When discussing Routemaster, Pohjola refers to the antinarrative practices of structuralist film and cites the incentive of Paul Virilio's writings on "dromology," acrobatic portrayals of a newfangled and contemporary culture that is besotted with and harried by speed, deprived of clarity and concentration, easy to totalitarian manipulation. If speed is handmaiden to fascism, it's appropriate that Routemaster seems to be the infernal heir to the Futurists' intoxication with velocita, particularly in the pure formal analogy between Pohjola's fragmented screen and the abstract patterns of Giacomo Balla's "Iridescent Interpenetration" paintings of the early 1910s. Within profitable film version, Routemaster's unlikely forebear is John Prankenheimer's elevated Prix (1966), an otherwise elephantine paean to Formula One racing whose first 20 minutes (an eternity in trendy movies and roughly equivalent to the running time of a freestanding short film) is an almost dialogue-free plunge into the Monte Carlo classic, with split-screen montages of cars and cockpits, tools and loudspeakers, accompanied by the incessant noise of engines growling, revving, straining.
For all its coercive experiential rush, however, Routemaster insists on the untranscended material substance of film itself: conspicuously cut, spliced and fiddled with, the piece refuses to be fresh than a product of the lab and the studio. You are never "at" the race, never "behind" the wheel. As with P(l)ain gospel, the studied blatancy of trade breeds distance. Pohjola cultivates a physically degraded look with flicker, jump, streak, crumb and blur. occasionally the horizontal trajectories of the cars are counterbalanced by a vertical notion flow that suggests strips of film and contact sheets. The intercut and tinted archival footage of cadavers in crash tests offers some strange retinal relief but not much involve: we need to be told that these are human remains, and, in truth, there is more "humanity" expressed by the industrial robots in Chris Cunningham's 1999 Bjork video, All Is plentiful of Love, than by these flung and battered rag-doll-in-a-jumpsuit victims.

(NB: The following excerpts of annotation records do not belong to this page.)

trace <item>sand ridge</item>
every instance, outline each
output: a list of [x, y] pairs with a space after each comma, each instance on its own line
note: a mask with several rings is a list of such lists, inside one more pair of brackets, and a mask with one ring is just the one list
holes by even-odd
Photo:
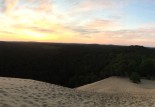
[[130, 94], [79, 89], [30, 79], [0, 77], [0, 107], [155, 107], [153, 91]]

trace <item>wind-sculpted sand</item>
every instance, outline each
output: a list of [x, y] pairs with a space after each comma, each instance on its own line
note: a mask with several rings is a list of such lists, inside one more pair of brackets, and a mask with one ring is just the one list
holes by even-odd
[[[126, 84], [116, 84], [118, 87], [120, 84], [123, 84], [124, 86], [122, 86], [122, 88], [111, 86], [113, 82], [115, 83], [120, 80], [123, 82], [126, 81]], [[110, 81], [113, 82], [110, 83]], [[101, 87], [97, 87], [96, 85], [96, 88], [93, 88], [96, 84], [93, 83], [94, 86], [88, 87], [92, 85], [88, 84], [85, 89], [85, 86], [77, 89], [69, 89], [29, 79], [1, 77], [0, 107], [155, 107], [154, 82], [151, 83], [152, 85], [147, 84], [147, 86], [145, 86], [145, 84], [142, 83], [142, 85], [137, 86], [127, 79], [116, 77], [108, 78], [100, 82], [101, 81], [96, 83]], [[150, 81], [144, 82], [150, 83]], [[107, 85], [105, 83], [107, 83]], [[108, 83], [111, 85], [108, 85]], [[127, 90], [127, 86], [129, 85], [130, 87], [131, 85], [130, 83], [133, 85], [131, 86], [132, 88], [136, 87], [134, 88], [134, 94], [131, 93], [133, 92], [131, 91], [132, 89]], [[106, 89], [105, 87], [110, 88]], [[91, 88], [93, 88], [93, 90], [91, 90]], [[139, 88], [142, 88], [140, 92], [137, 91]], [[98, 91], [98, 89], [100, 91]], [[149, 92], [149, 90], [151, 91]]]

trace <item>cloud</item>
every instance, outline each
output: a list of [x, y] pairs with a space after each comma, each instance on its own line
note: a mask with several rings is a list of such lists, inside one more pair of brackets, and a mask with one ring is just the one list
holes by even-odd
[[3, 0], [3, 12], [7, 13], [11, 11], [16, 6], [18, 1], [19, 0]]

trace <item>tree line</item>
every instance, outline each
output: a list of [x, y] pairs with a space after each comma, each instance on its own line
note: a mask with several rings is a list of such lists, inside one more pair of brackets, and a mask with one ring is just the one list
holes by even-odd
[[143, 46], [0, 42], [0, 76], [78, 87], [110, 76], [155, 78], [155, 49]]

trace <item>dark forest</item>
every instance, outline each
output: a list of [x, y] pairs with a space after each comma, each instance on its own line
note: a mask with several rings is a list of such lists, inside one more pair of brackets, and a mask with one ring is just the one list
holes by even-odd
[[110, 76], [154, 79], [155, 48], [0, 42], [0, 76], [35, 79], [71, 88]]

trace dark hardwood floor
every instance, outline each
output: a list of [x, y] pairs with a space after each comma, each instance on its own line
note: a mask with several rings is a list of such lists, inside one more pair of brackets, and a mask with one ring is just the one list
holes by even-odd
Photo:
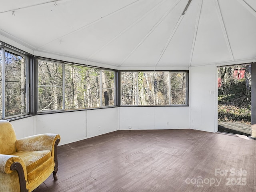
[[256, 140], [247, 139], [117, 131], [59, 146], [58, 180], [51, 175], [34, 192], [254, 192]]

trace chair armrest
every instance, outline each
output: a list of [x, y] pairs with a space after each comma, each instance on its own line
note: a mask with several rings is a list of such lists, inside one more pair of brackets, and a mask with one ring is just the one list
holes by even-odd
[[44, 134], [24, 137], [16, 141], [16, 150], [41, 151], [49, 150], [54, 152], [56, 140], [60, 139], [60, 135]]
[[23, 160], [18, 156], [0, 154], [0, 173], [9, 174], [14, 170], [18, 176], [20, 191], [28, 192], [26, 187], [28, 183], [27, 168]]
[[23, 160], [18, 156], [0, 154], [0, 172], [6, 174], [13, 171], [11, 167], [16, 162], [19, 163], [22, 166], [26, 180], [27, 180], [27, 169]]

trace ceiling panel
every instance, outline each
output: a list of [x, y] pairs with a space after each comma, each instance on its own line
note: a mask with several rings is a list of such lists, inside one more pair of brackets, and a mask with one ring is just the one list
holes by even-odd
[[146, 17], [142, 18], [139, 22], [104, 46], [91, 58], [106, 61], [108, 63], [113, 61], [116, 64], [120, 64], [175, 2], [165, 1]]
[[56, 5], [52, 2], [17, 10], [15, 16], [2, 13], [1, 29], [38, 48], [137, 1], [66, 0]]
[[191, 65], [232, 60], [214, 1], [203, 1]]
[[50, 0], [0, 0], [0, 13], [17, 9], [25, 8], [31, 6], [38, 6], [43, 3], [52, 2]]
[[141, 0], [122, 11], [54, 40], [40, 49], [68, 54], [72, 52], [74, 55], [88, 58], [162, 1]]
[[201, 1], [192, 1], [158, 66], [189, 66], [196, 22]]
[[0, 0], [0, 41], [115, 68], [256, 58], [255, 0], [192, 0], [180, 17], [188, 1]]
[[244, 0], [244, 1], [250, 6], [254, 12], [256, 11], [256, 1], [255, 0]]
[[183, 0], [170, 7], [158, 25], [151, 29], [143, 41], [137, 45], [136, 49], [133, 50], [122, 65], [156, 64], [187, 3], [186, 0]]
[[256, 57], [256, 15], [238, 1], [219, 2], [234, 58]]

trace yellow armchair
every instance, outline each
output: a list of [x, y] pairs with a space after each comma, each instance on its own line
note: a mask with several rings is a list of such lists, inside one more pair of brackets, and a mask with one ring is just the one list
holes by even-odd
[[0, 120], [0, 192], [30, 192], [53, 173], [57, 179], [58, 134], [16, 140], [12, 125]]

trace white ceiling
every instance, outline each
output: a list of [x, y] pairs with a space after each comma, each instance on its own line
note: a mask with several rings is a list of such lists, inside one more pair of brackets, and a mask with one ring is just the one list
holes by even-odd
[[[256, 0], [0, 0], [0, 35], [113, 67], [256, 58]], [[1, 39], [0, 39], [1, 40]]]

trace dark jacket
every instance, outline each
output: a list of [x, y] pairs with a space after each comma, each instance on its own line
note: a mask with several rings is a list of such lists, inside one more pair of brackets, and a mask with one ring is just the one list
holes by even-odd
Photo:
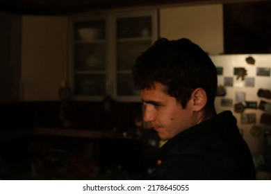
[[224, 112], [177, 134], [160, 148], [161, 164], [147, 179], [255, 179], [236, 119]]

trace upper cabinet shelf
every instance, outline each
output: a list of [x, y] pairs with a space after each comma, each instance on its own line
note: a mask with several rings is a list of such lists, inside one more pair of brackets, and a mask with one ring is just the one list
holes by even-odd
[[74, 99], [140, 101], [132, 82], [136, 58], [157, 39], [156, 10], [107, 13], [70, 21]]

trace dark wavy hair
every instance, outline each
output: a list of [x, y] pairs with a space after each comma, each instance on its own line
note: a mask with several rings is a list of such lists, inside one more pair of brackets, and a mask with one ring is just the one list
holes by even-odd
[[165, 92], [185, 108], [197, 88], [206, 92], [206, 106], [213, 108], [217, 78], [216, 67], [208, 54], [190, 39], [158, 39], [136, 60], [133, 80], [139, 89], [154, 82], [166, 87]]

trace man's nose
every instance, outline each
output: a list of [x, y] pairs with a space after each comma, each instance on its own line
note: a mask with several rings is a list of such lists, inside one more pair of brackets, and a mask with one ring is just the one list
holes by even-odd
[[155, 110], [152, 105], [146, 105], [145, 106], [143, 119], [145, 122], [155, 121]]

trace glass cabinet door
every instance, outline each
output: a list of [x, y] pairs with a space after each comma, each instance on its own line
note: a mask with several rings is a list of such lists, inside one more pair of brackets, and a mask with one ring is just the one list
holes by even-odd
[[73, 89], [77, 96], [106, 94], [106, 38], [105, 19], [73, 23]]
[[118, 17], [117, 28], [117, 96], [138, 96], [132, 81], [136, 59], [153, 42], [151, 15]]

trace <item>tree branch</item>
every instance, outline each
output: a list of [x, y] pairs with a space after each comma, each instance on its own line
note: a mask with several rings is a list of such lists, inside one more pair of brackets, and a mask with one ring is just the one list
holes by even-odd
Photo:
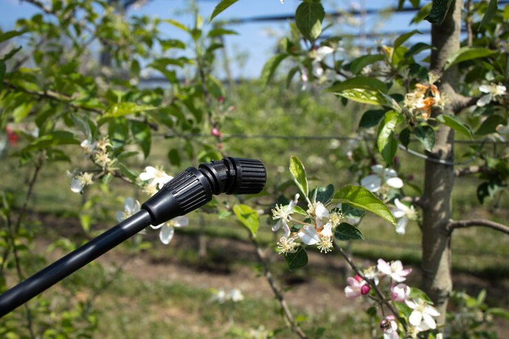
[[487, 220], [485, 219], [473, 219], [470, 220], [450, 220], [447, 225], [447, 230], [452, 232], [456, 228], [466, 228], [467, 227], [487, 227], [493, 230], [509, 234], [509, 227], [502, 223]]

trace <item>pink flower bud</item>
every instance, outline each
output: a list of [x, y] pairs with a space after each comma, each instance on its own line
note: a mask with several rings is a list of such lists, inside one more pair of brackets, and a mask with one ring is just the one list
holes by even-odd
[[363, 296], [365, 296], [368, 293], [369, 293], [369, 291], [371, 290], [371, 287], [369, 285], [362, 285], [362, 286], [360, 287], [360, 294]]
[[212, 131], [210, 131], [210, 134], [212, 134], [215, 137], [221, 137], [221, 132], [217, 127], [213, 127]]

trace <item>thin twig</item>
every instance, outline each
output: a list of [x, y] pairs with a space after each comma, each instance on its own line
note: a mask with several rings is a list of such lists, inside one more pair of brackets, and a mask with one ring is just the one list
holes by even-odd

Paired in a museum, P(l)ain Truth and Routemaster salient a wide if schematic region of exploration, one gift a searing topic packaged in cool contrivance, the other brandishing mode like a blunt instrument, one person about individual liberation, the other approximating authority by means of overwhelming force, a shock and awe of the senses. Mood and the medium may well be more pivotal to Pohjola's concerns than character or storytelling. Yet, arguably, you want to leave the gallery with more than an mark of an virtuoso's worthy extension skills and the pleasing sensation of having your own knowledge of filmmaking valid. Ideally, what Pohjola wants to say--or show--should be as untouched as his method is formal, and that could enjoin some excursions out of the studio and beyond such readymade missile-mark subjects as gender equivalence and automotive speed. More work capacity be the guileless answer. Judging by this debut in New York, the outcome will be worth the wait ... and the ride.
Ilppo Pohjola's job was on view at Klemens Gasser & Tara Grunert in New York, Sept. 4-Oct. 4, 2003. DVDs of his films are distributed in the . by .P.